(1.) This is an appeal against the judgment of our learned brother, Sanjeeva Row Nayudu, J., under Clause 15 of the Letters Patent.
(2.) The appellant is the husband and the respondent is his wife. The marriage between them took place on 26/02/1948. At that time, the respondent was a minor being about fourteen or fifteen years old, while the appellant was about twenty four years old. After the marriage, the respondent lived with her husband, the appellant, at Kakinada, Masulipatam etc., in which places he was working as a Sub-Inspector of Excise.On 5/03/1949, the respondents father took the respondent from her husands house with the latters consent to Tirupathi. After they performed the pilgrimage to Tirupathi, the respondent did not rejoin her husband.

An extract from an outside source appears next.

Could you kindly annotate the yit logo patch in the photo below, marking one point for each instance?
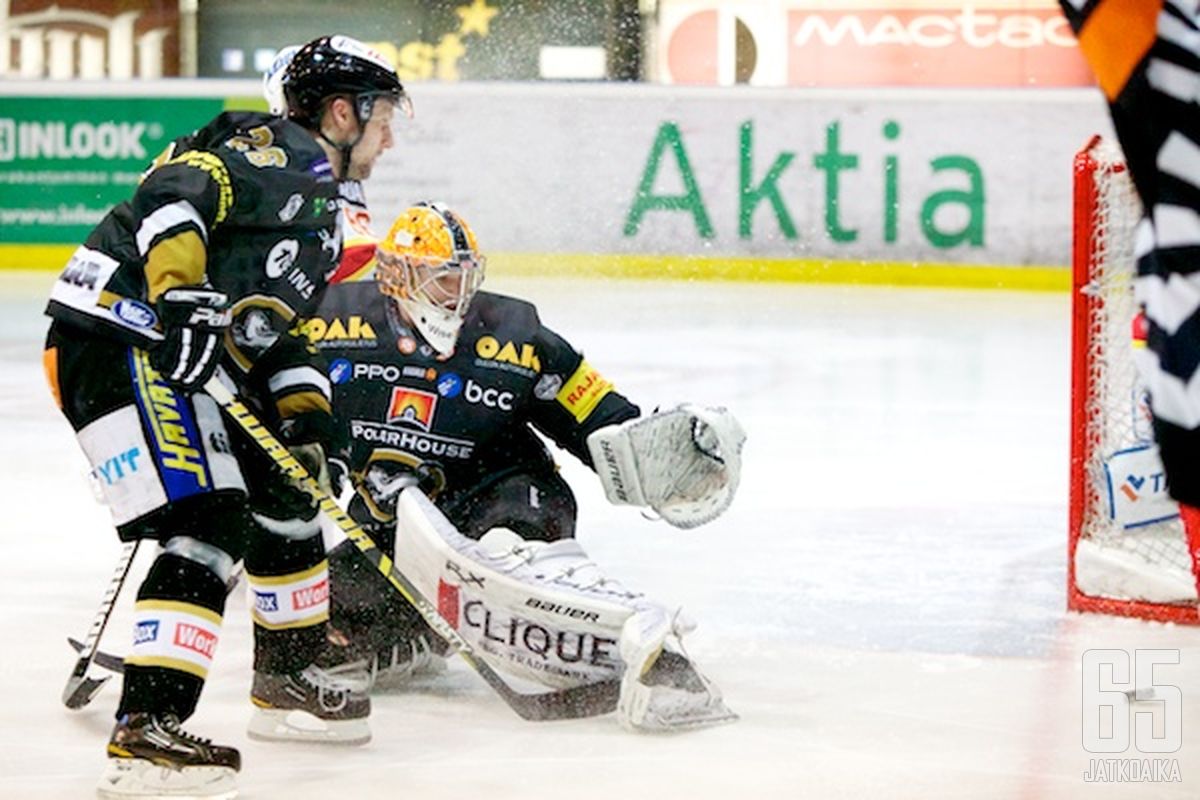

Instead, acrimonious correspondence followed subsequently between the respondents father and the appellant in regard to jewels presented to the respondent by the appellant and rendition of accounts of the income derived from the properties gifted to the respondent by her father.Throughout the correspondence from March 194 9/10/1949, while the appellant was insisting upon his wife being sent back with the jewels which he presented to her at the time of the marriage and the submission of a correct and proper account by the father of the income from the lands and the house which he gifted to the respondent, the respondents father was asserting that his daughter was being illtreated in his house, that the jewels were taken away from her at the time when she was taken to Tirupathi and that the appellant, the husband, should change his attitude towards his wife and create conditions in his home favourable for a happy life for both of them. The charges and counter-charges made by the appellant and his father-in-law were denied in the letters written by the one to the other.We may refer to the last letter written by the father-in-law to the appellant on 26/02/1950, Ex. B.6. It was there recited, inter alia, that the respondents father had clearly written to the addressee (the appellant) that the girl (respondent) was desirous of living with him provided he also desired such a thing and made it possible and that the very fact that the husband required his wife to go to him with the jewels of which he and his mother had already deprived her only showed his insincerity. The father-in-law also charged the son-in-law with his strange attitude in that he required his wife to give in writing as to whether she desired to live with him or not.
(3.) There was no reply to this and nothing further seems to have been done till 1951 when it is said that, at the request of the respondents father, D.W. 3, a retired Government servant, intervened to induce the appellant to take back his wife. But nothing seems to have come out of it and the respondent filed a suit for maintenance from her husband alleging cruelty and forcible deprivation of her jewels etc.